Sequential hydrothermal dechlorination and liquefaction of PVC

Poly(vinyl chloride) (PVC) is globally the third most produced plastic, but recycling PVC waste through mechanical means is difficult. Due to the high presence of chlorine in PVC, it is unsuitable for both pyrolysis and combustion. Consequently, there is a need to explore innovative methods for harnessing its energy potential. Hydrothermal liquefaction (HTL) is a topic of growing interest in the literature for chemical recycling of waste plastic or conversion into liquid energy carriers. In this work an innovative sequential hydrothermal processing strategy was tested for oil production from PVC. PVC at high loadings (20 wt.%) was first processed under subcritical conditions to produce a chlorine-free solid, which was then liquefied in supercritical conditions. Different temperatures were tested for the dechlorination stage, and at 300 °C 99% of chlorine was removed, while 94% of carbon remained in the solid residue. The mechanism behind the solid's formation was investigated by assessing activation energies, both with the addition of KOH as a neutralizing agent (120 kJ/mol) and without it (186 kJ/mol).
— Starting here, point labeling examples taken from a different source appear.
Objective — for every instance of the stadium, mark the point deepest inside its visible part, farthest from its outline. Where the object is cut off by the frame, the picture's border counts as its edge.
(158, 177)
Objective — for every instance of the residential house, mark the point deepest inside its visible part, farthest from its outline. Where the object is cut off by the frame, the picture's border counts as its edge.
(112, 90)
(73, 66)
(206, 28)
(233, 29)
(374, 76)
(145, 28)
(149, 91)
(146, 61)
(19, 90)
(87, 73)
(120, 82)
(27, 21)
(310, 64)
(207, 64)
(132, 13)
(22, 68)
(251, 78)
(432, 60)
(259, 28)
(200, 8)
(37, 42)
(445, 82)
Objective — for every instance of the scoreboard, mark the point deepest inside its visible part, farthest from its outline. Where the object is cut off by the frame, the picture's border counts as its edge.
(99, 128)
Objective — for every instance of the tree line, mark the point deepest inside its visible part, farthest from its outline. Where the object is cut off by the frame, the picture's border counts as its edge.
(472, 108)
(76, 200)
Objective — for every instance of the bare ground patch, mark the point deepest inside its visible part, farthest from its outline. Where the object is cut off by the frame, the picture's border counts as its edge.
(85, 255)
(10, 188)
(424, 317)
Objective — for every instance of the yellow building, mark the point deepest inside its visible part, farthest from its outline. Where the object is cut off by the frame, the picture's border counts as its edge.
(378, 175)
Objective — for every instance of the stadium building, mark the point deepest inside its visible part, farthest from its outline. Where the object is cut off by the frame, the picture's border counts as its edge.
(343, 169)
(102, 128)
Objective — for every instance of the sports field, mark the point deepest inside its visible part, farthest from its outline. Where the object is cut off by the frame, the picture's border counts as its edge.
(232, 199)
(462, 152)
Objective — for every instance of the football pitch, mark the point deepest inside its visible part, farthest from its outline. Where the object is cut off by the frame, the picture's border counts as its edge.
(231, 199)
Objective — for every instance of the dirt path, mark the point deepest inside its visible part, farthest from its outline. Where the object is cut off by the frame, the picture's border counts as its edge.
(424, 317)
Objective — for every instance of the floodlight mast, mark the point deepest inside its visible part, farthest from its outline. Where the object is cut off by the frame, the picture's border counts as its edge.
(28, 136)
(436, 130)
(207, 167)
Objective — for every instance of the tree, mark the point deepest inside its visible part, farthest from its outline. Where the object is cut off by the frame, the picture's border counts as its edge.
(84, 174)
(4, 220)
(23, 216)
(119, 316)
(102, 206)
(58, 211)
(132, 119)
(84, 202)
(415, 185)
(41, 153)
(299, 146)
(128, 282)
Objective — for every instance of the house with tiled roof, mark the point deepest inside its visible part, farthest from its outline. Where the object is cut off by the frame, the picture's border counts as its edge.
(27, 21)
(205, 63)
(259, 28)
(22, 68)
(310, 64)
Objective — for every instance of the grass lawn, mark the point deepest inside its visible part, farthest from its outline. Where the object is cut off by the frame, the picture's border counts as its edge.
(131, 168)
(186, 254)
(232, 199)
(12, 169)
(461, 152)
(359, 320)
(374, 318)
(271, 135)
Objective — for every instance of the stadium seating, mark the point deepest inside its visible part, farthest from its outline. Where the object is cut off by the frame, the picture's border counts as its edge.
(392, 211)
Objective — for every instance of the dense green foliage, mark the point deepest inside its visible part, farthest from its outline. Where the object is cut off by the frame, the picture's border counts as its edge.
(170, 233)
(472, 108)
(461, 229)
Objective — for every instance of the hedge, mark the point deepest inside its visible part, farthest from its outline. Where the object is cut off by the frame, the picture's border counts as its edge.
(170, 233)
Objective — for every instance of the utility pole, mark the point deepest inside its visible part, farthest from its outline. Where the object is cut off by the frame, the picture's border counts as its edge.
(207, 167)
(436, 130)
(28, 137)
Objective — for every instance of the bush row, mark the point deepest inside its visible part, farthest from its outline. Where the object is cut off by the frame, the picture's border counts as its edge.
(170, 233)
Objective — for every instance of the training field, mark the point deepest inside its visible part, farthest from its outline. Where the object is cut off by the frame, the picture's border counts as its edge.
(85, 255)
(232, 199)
Different temperatures were screened for an HTL supercritical stage (420-480 °C), but the maximum conversion of the dechlorinated solid was 47%, and the maximum mass yield of oil was 10%. Overall, the subcritical phase demonstrated its potential as a technology for producing chlorine-free solid material with a high energy density. The subsequent supercritical step partially valorized the dechlorinated solid by producing an aromatic-rich oil phase.